Most applications shouldn't really store data on the filesystem, and probably not even configuration. Most applications use a database for a zillion reasons (e.g. better backup, restore, consistency, replication, transactions, avoiding random writes, ...). Yet the filesystem is also not a great interface if you're building a database: you want more control over flushing and buffering and atomic file operations. The filesystem is mainly good at storing compiled code.
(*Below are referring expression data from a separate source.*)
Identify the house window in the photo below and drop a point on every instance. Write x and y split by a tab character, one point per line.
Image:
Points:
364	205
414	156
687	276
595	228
The "everything is a text file" interface is not great anymore, either. Simple manipulation of the output of basic commands (like text 'ps') requires error-prone parsing and quite some skill with things like grep, sed, awk, sort, etc. That's OK for experienced sysadmins working on individual machines, but doesn't integrate very well in larger systems where you have lots of automated access to that information. I have some experience doing sysadmin-like work, but I still run into problems with simple things like spaces in filenames and getting the quoting and escaping right in a regex. One option is for it to be more database-like, but that's not the only option. Erlang provides nice programmatic access to processes and other system information while still feeling very free and ad-hoc.
Of course, Linux is still great in many ways. But it feels like some of the core posix APIs and interfaces just aren't a great fit, and a lot of the interesting stuff is happening in non-posix APIs. And applications/services are being built on higher-level abstractions that aren't tied to single machines.
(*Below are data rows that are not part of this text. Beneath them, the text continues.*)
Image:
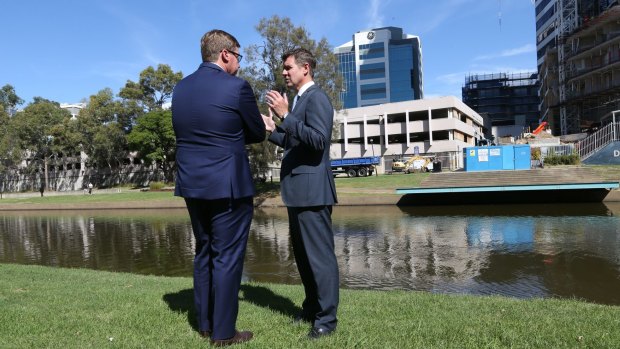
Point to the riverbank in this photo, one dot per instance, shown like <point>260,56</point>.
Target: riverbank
<point>366,191</point>
<point>41,309</point>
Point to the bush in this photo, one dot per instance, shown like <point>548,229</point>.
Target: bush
<point>562,159</point>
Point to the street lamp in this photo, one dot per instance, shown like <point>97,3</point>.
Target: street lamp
<point>613,119</point>
<point>372,146</point>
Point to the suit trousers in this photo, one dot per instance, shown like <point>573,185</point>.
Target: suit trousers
<point>221,229</point>
<point>313,245</point>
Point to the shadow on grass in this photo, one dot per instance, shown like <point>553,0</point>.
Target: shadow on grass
<point>264,297</point>
<point>183,302</point>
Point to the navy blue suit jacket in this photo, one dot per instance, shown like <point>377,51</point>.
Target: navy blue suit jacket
<point>214,115</point>
<point>306,178</point>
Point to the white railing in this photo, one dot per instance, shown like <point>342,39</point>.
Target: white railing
<point>607,134</point>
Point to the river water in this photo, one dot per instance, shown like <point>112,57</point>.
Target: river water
<point>523,251</point>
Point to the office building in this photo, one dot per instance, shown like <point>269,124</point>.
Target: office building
<point>381,65</point>
<point>439,127</point>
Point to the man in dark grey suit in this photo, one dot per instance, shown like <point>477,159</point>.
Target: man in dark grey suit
<point>307,186</point>
<point>214,115</point>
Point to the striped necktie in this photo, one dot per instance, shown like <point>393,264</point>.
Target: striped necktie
<point>295,101</point>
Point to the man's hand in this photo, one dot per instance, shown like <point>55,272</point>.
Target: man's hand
<point>278,103</point>
<point>270,125</point>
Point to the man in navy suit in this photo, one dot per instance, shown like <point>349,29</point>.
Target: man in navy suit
<point>215,115</point>
<point>307,186</point>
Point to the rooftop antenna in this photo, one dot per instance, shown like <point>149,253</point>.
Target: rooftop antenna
<point>499,14</point>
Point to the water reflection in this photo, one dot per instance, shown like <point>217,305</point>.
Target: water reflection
<point>515,250</point>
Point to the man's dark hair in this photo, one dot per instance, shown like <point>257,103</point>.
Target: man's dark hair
<point>302,56</point>
<point>214,41</point>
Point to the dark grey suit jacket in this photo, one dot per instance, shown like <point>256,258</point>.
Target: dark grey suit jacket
<point>306,177</point>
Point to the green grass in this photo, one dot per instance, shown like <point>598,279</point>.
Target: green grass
<point>45,307</point>
<point>97,197</point>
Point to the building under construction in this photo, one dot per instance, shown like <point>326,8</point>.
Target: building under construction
<point>578,44</point>
<point>508,101</point>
I think, like anything, it depends on what you're doing, and how you're doing it.
> The "everything is a text file" interface is not great anymore, either.
Text doesn't seem markedly different from a JSON API? Perhaps "worse is better" more often when you are composing several programs/apps to make one system? Even complex distributed systems.
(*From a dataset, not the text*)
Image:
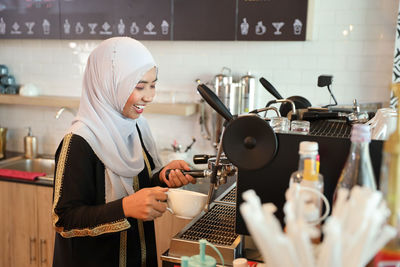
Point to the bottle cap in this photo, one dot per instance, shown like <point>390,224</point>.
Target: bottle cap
<point>361,133</point>
<point>310,148</point>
> But it feels like some of the core posix APIs and interfaces just aren't a great fit
And I think these APIs can thrive on top of (the good parts of) POSIX. I'm not so certain we need to fundamentally rethink this layer, because this layer seems to work pretty well at what it does well. It should be pruned occasionally, but I'm not sure we need a whole new abstraction.
FWIW, I think this what the article is saying. Let's create some new interfaces where the old interfaces don't model the hardware well[0].
Json would be terrible as a primitive.
I was imagining something more like erlang, which is very OS-like. The types are very permissive/fleixble, and there's lots of ways to transform and manipulate results or feed it into something else without feeling code-heavy. It still feels comfortable to do ad-hoc stuff. The advantage is that in erlang you usually don't worry about basic stuff like record and field separators.
"Perhaps "worse is better" more often when you are composing several programs/apps to make one system?"
That's probably true as you zoom out. But even basic utilities in posix within the same system require a bunch of parsing. Imagine if a function call in a programming language required an intermediate text format. That's how unix feels sometimes.